Improve performance of Bellman operator

julia> T(V, cost, cost, nω, nk, nc, P, 0.9, grid_Π) ≈ T_new(V, cost, cost, nω, nk, nc, P, 0.9, grid_Π)
true

julia> @btime T($V, $cost, $cost, $nω, $nk, $nc, $P, 0.9, $grid_Π);
  2.173 ms (36027 allocations: 2.52 MiB)

julia> @btime T_new($V, $cost, $cost, $nω, $nk, $nc, $P, 0.9, $grid_Π);
  806.028 μs (7223 allocations: 677.48 KiB)

I’ve only tried to reduce obvious allocations that weren’t necessary. I couldn’t get rid of all of them because I couldn’t figure out what you’re doing in the first loop - it doesn’t like me putting .= there due to an additional singleton dimension and using LinearAlgebra.mul! doesn’t work for some reason (not that familiar with this).
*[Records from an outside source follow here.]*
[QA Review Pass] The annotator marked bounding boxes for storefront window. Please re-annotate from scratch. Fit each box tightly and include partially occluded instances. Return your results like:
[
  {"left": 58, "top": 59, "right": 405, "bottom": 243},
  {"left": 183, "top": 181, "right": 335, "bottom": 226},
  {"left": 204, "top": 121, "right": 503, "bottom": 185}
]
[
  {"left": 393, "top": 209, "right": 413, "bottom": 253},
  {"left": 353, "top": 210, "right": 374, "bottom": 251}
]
There is surely more speed to be had here, but for that I’d have to know what formula exactly this is supposed to calculate.

Your original code reads very MATLAB-y or Python-y due to (in my opinion) excessive explicit vectorization. Consider writing a kernel function that does what you want to do here on the smallest required data instead, and applying that to each individually outside via broadcasting.

Faster code with explanations what I changed
function T_new(V0::Array{Float64, 4}, # I reformatted these to make it easier to read
               cost_g::Matrix{Float64},
               cost_v::Matrix{Float64},
               n_ω::Int64,
               n_k::Int64,
               n_c::Int64,
               P::Array{Float64,3},
               β::Float64,
               grid_Π::Matrix{Float64})
    VP = zeros(n_ω, n_k, n_c, n_c)
    EV_cg_cv = zeros(n_ω, n_k, n_c, n_c, 3)

    for i in 1:n_ω, r in 1:3, cg in 1:n_c, cv in 1:n_c
        P_view = @view P[i,:,r]
        V0_view = @view V0[:,:,cg,cv]

        # this is the cause of the remaining allocations that I couldn't get rid of
        # an explicit loop would work, but I'm not 100% sure what this is supposed to do
        res = transpose(P_view) * V0_view

        EV_cg_cv[i, :, cg, cv, r] = res 
    end

    # No need to allocate `EV` explicitly when you then just overwrite it with the result of `sum`
    sums = sum(EV_cg_cv, dims = (3,4)) # no need for an array for the dims, a tuple suffices
    sums ./= n_c^2
    EV = dropdims(sums, dims = (3,4)) # this is free either way

    for cg in 1:n_c, cv in 1:n_c, k in 1:n_k # type annotations aren't necessary, those variables are Int already anyway
        cost = (0.0, cost_g[cg, k], cost_v[cv, k]) # again a tuple is perfectly fine here
        for i in 1:n_ω
            m = maximum(axes(EV,3)) do idx # avoid allocating intermediates by just iterating over axes
                β * EV[i,k,idx] - cost[idx] # index into the tuple instead of a costly new allocation
            end
            VP[i, k, cg, cv] = m + grid_Π[i, k] # our result is a scalar anyway, no need for views or broadcasting
        end
    end

    return VP
end

One additional thing I’d change is not passing in the lengths explicitly - size(arr, dim) is available for querying the existing size of an array in a given dimension, so you don’t have to keep everything consistent manually when you can just take the existing values (it’s cheap to retrieve & saved in each array - we’re not in C or Fortran here!). That makes your function signature much smaller as well, to T(V0, cost_g, cost_v, P, β, grid_Π).

I also haven’t investigated whether your loop order (julia is column major) is correct, so there may be more speed here as well.

Those are not needed here (yet?). Only applying standard allocation elimination is surely sufficient at this stage.